Чем больше я убеждал Ирен в том, что гиблого болота не существует, тем больше понимал, что часто тонул в нем сам. Работая с Ирен, я разделял судьбу тех, кто приближался слишком близко к герою романа Филипа Дика: я подвергался ударам собственной экзистенциальной действительности. Снова и снова наши сессии сталкивали меня с моей смертью. Хотя я знал, что впереди меня ожидает смерть, я твердо решил выжить ее из мыслей.

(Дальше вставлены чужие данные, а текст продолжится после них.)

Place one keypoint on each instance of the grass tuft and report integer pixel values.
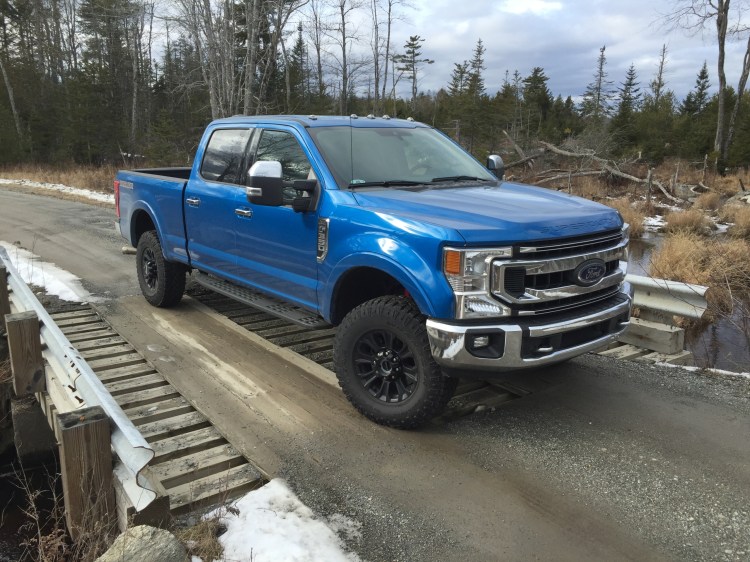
(692, 221)
(95, 178)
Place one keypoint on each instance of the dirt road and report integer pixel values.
(600, 461)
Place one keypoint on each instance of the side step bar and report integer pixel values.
(260, 301)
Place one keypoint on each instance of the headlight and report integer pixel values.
(468, 273)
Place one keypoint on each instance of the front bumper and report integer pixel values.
(523, 343)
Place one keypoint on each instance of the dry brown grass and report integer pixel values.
(721, 265)
(691, 221)
(202, 539)
(709, 201)
(632, 215)
(741, 226)
(96, 178)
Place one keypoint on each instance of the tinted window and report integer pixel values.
(224, 154)
(282, 147)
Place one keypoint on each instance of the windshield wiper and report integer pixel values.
(387, 183)
(459, 178)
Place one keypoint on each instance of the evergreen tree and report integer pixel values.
(597, 98)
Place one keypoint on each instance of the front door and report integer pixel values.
(276, 247)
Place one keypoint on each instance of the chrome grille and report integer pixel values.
(542, 279)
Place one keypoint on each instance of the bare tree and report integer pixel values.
(694, 16)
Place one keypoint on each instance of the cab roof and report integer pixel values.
(325, 121)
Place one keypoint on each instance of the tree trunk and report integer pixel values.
(11, 97)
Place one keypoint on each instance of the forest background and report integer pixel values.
(131, 82)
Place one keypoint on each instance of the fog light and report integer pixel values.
(480, 342)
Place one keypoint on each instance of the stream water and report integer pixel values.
(724, 344)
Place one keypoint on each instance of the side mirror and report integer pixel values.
(496, 166)
(266, 184)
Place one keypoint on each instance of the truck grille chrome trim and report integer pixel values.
(544, 281)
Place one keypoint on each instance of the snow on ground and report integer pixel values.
(85, 193)
(55, 281)
(711, 371)
(654, 223)
(271, 524)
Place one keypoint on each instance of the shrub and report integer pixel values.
(633, 216)
(721, 265)
(692, 221)
(710, 201)
(741, 226)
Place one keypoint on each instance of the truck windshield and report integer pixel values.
(394, 157)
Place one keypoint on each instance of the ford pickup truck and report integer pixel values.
(431, 266)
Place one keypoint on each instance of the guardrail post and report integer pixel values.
(25, 347)
(4, 297)
(86, 461)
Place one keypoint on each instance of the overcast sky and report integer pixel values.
(564, 38)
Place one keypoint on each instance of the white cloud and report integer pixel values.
(536, 7)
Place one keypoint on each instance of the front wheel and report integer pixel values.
(384, 365)
(162, 282)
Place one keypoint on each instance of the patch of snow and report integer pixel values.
(56, 281)
(271, 524)
(712, 371)
(85, 193)
(654, 223)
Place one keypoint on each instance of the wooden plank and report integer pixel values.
(92, 335)
(25, 347)
(198, 465)
(654, 336)
(185, 444)
(80, 313)
(72, 331)
(159, 411)
(215, 488)
(139, 398)
(86, 463)
(82, 321)
(111, 351)
(110, 363)
(131, 384)
(4, 295)
(171, 427)
(625, 352)
(100, 342)
(684, 357)
(123, 373)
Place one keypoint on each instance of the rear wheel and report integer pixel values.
(162, 282)
(384, 365)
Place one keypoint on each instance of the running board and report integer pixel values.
(258, 300)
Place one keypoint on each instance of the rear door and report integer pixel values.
(276, 247)
(212, 199)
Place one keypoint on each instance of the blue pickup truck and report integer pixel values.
(431, 265)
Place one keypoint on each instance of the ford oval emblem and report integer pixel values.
(589, 272)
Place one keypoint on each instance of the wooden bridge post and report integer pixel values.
(4, 296)
(25, 347)
(86, 461)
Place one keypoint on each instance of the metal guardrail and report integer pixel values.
(80, 381)
(669, 297)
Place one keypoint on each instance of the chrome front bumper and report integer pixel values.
(528, 343)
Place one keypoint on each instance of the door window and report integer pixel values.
(281, 146)
(224, 155)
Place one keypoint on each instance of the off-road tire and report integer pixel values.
(390, 327)
(162, 282)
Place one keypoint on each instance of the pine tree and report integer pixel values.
(597, 98)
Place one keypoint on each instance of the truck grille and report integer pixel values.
(543, 279)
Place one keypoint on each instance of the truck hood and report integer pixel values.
(506, 213)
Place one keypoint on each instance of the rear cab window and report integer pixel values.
(224, 156)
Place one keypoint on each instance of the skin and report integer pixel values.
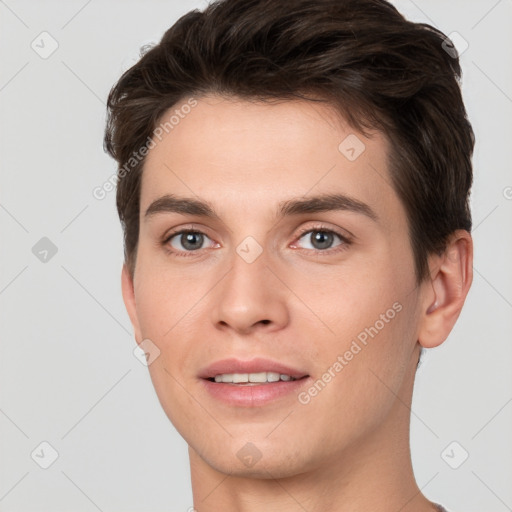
(348, 448)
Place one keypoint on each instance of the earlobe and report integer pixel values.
(451, 277)
(129, 301)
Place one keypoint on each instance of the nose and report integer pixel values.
(250, 297)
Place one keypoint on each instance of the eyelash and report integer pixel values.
(346, 242)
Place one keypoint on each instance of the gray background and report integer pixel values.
(68, 375)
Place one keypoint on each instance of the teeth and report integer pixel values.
(241, 378)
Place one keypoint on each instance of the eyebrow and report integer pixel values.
(315, 204)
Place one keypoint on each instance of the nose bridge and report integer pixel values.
(249, 294)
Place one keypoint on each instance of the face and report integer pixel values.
(296, 264)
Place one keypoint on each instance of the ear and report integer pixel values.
(451, 275)
(129, 301)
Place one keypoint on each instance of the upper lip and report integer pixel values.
(256, 365)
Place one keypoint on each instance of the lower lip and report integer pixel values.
(253, 396)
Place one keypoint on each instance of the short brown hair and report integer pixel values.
(363, 57)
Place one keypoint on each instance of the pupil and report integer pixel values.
(188, 239)
(322, 239)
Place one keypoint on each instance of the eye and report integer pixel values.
(322, 239)
(186, 241)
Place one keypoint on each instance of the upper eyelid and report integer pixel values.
(298, 236)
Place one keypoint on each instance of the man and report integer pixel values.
(293, 189)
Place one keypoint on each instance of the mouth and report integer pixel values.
(252, 383)
(253, 379)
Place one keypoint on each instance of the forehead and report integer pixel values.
(248, 156)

Конечно, есть свои благотворные моменты существования, побеждающие смерть: мне понятно, что хотя факт (физическая сторона) смерти разрушает нас, идея смерти может нас спасти. Это древняя мудрость, потому монахи веками держали в своих кельях черепа, а Монтень советовал жить в комнате с видом на кладбище. Мое понимание смерти долго служило оживлению моей жизни, помогая упрощать простое и ценить драгоценное. Я понимал эти вещи умом, но я также знал, что не смогу жить с постоянным страхом приближающейся смерти.
Поэтому в прошлом я основательно запрятал мысли о смерти на задворки сознания. Однако моя работа с Ирен не позволяла удерживать их там и дальше. Снова и снова часы, проведенные с ней, обостряли не только мою восприимчивость к смерти и чувство ценности жизни, но и мой страх, связанный с конечностью жизни. Слишком часто я стал размышлять над тем, что ее мужа сразило в сорок пять, а я уже переступил черту шестидесятилетия своего существования. Я знаю, что нахожусь в зоне смерти, в том периоде жизни, когда в любой момент могу угаснуть.
И кто сказал, что психотерапевтам много платят?